How Robots Can Identify Objects in Cluttered Spaces

By Colette Barron Last updated Feb 19, 2024

If a robot can’t “see” a target object amid clutter, there’s a chance they will be confused. They lack what psychologists call “object unity,” the ability to identify a thing even when they can’t see all of that thing.

Researchers at the University of Washington are teaching robots via a method called THOR to identify objects on a cluttered shelf. In a recent paper published in IEEE Transactions on Robotics, they demonstrated that THOR outperformed current state-of-the-art models.

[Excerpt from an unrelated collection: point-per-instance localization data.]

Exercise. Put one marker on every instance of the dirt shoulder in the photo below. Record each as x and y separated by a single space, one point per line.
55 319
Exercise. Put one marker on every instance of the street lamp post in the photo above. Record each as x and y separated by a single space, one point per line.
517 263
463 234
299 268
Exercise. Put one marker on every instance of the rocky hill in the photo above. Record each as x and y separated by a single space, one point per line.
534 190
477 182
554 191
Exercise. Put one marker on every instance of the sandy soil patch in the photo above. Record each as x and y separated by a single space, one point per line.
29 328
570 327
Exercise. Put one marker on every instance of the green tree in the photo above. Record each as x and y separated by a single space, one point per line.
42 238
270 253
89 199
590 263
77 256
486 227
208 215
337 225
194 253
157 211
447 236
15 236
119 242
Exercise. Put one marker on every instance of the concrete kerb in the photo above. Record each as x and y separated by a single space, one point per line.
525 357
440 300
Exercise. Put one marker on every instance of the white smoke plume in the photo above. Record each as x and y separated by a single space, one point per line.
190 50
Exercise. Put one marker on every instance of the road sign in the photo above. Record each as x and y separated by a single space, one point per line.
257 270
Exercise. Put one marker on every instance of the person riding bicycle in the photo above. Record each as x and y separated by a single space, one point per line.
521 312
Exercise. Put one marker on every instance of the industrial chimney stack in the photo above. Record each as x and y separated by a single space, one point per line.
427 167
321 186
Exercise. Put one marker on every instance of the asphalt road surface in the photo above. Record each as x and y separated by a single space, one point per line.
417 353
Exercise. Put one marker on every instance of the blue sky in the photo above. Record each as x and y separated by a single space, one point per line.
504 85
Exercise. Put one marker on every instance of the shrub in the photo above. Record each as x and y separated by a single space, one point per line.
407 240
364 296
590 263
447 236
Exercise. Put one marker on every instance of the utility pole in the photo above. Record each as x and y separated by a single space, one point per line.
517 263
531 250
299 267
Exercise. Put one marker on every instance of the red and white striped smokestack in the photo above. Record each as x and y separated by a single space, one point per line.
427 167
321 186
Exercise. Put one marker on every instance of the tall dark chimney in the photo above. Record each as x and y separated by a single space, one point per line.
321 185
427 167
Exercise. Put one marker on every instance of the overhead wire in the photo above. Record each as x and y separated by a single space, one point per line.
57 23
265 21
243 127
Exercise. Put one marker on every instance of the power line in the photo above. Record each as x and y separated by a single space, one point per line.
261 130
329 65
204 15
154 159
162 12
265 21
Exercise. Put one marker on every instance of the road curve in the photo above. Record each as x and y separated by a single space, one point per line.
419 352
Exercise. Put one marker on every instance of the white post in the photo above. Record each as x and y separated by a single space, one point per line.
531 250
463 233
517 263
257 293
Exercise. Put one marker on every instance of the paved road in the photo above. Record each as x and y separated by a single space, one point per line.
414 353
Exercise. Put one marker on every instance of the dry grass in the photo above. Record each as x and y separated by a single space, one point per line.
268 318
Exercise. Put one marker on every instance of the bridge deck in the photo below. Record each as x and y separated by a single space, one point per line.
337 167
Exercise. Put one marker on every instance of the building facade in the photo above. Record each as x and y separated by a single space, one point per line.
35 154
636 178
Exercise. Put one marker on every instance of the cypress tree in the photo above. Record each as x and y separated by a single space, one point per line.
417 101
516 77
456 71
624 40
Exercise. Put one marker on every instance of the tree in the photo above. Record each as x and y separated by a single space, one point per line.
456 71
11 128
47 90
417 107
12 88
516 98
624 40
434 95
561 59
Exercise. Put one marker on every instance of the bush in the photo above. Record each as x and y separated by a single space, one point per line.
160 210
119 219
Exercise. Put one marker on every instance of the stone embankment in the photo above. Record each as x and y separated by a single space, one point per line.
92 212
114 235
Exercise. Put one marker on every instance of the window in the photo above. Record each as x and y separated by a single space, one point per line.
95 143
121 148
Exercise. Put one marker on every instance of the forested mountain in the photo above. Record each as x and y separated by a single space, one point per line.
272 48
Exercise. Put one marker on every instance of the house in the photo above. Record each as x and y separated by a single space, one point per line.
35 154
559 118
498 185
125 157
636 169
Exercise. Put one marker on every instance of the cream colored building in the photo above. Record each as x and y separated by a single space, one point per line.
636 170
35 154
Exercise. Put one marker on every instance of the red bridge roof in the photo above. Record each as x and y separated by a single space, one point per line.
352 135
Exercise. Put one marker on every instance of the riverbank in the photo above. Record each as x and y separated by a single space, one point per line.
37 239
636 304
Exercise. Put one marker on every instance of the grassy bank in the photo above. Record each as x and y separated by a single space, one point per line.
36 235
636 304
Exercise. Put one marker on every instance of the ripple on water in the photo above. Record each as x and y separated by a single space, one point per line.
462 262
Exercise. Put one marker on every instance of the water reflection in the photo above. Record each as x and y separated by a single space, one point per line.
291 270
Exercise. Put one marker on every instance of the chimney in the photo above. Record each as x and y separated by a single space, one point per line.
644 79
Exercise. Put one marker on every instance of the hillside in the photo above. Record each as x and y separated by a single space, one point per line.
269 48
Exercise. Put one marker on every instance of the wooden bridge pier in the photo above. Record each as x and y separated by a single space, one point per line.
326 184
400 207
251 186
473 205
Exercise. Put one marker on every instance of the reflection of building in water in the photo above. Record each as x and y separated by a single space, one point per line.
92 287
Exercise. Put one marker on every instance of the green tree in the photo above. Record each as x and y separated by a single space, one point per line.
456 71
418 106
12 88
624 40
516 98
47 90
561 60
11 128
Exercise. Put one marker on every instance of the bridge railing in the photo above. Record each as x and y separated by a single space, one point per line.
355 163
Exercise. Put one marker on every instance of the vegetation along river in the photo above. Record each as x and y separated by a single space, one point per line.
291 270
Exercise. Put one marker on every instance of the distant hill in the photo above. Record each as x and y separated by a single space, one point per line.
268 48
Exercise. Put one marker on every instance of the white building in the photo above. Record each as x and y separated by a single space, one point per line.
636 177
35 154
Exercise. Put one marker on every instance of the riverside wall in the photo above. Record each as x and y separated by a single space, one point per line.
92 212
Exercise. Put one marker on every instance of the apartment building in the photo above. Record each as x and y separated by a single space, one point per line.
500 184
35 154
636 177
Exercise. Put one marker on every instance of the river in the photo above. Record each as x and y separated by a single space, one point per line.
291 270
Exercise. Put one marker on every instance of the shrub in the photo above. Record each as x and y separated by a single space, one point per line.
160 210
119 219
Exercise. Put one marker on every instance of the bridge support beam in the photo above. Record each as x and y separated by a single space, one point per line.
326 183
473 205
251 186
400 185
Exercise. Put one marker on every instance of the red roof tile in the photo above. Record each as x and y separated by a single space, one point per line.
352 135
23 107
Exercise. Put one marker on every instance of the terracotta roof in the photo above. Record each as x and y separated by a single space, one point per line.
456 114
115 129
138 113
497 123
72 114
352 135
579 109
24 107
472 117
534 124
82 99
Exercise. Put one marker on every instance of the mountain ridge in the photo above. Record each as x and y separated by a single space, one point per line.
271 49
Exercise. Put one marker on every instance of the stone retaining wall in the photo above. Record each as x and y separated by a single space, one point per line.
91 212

Robots sense their surroundings using one or more types of sensors and “see” things using standard color cameras or more complex stereo or depth cameras. Regardless of how good these sensors are, they don’t enable a robot to make “sense” of their surroundings. Robots need a visual perception system to process images and detect where they are, estimate orientation, identify objects, and parse text written on them.

Two challenges exist. First, when viewing many objects of varying shapes and sizes, robots have difficulty distinguishing between the different object types. Second, when several objects are located close to each other, objects can obstruct the view of other objects.

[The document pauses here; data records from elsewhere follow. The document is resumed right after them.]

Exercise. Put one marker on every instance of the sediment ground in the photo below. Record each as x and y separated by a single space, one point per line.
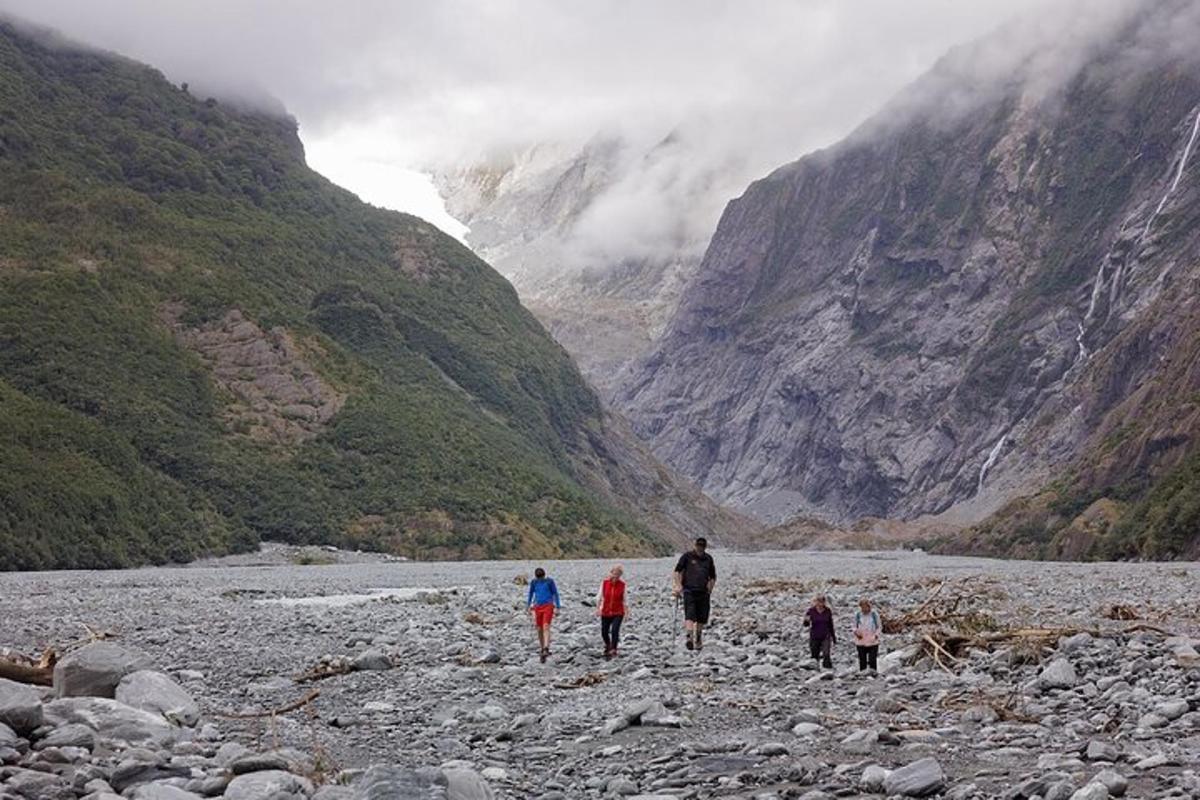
1002 678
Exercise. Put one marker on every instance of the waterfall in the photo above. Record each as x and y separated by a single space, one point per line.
993 457
1175 184
1115 281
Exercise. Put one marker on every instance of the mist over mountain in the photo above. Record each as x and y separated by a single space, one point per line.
961 304
203 343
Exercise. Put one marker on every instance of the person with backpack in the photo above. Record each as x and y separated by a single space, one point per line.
819 619
695 576
868 630
611 609
543 600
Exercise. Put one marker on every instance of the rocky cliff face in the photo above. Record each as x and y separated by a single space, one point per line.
203 344
543 217
946 310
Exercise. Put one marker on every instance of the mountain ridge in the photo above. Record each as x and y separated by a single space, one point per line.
204 343
916 322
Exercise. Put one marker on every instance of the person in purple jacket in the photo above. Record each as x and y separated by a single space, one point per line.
819 619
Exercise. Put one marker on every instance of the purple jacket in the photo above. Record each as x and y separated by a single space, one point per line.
821 624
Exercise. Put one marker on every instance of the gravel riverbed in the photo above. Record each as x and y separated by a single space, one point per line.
442 672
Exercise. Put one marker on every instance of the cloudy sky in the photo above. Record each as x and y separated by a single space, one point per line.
384 89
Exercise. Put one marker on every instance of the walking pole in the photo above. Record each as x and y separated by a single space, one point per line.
675 629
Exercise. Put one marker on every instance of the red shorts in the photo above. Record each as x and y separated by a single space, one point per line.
543 614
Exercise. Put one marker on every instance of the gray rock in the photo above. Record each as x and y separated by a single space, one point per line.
467 785
155 692
113 720
372 661
21 707
69 735
1059 673
161 792
258 763
34 785
132 773
1102 751
400 783
873 777
916 780
264 786
1091 792
1116 783
95 669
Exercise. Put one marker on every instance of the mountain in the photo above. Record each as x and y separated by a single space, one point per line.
556 220
203 343
977 310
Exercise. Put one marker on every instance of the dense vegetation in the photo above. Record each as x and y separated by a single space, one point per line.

We know that partially visible objects aren’t broken or entirely new objects by using the shape of objects in a scene to create a 3D representation of each object in our minds. THOR mimics this method and then uses topology to assign each object to a “most likely” object class by comparing its 3D representation to a library of stored representations.

THOR does not rely on training machine learning models with images of cluttered rooms or require the robot to have specialized and expensive sensors or processors. This means that THOR is very easy to build and is readily useful for completely new spaces with diverse backgrounds, lighting conditions, object arrangements, and degrees of clutter. It also works better than the existing 3D shape-based recognition methods because its 3D representation of the objects is more detailed, which helps identify the objects in real time.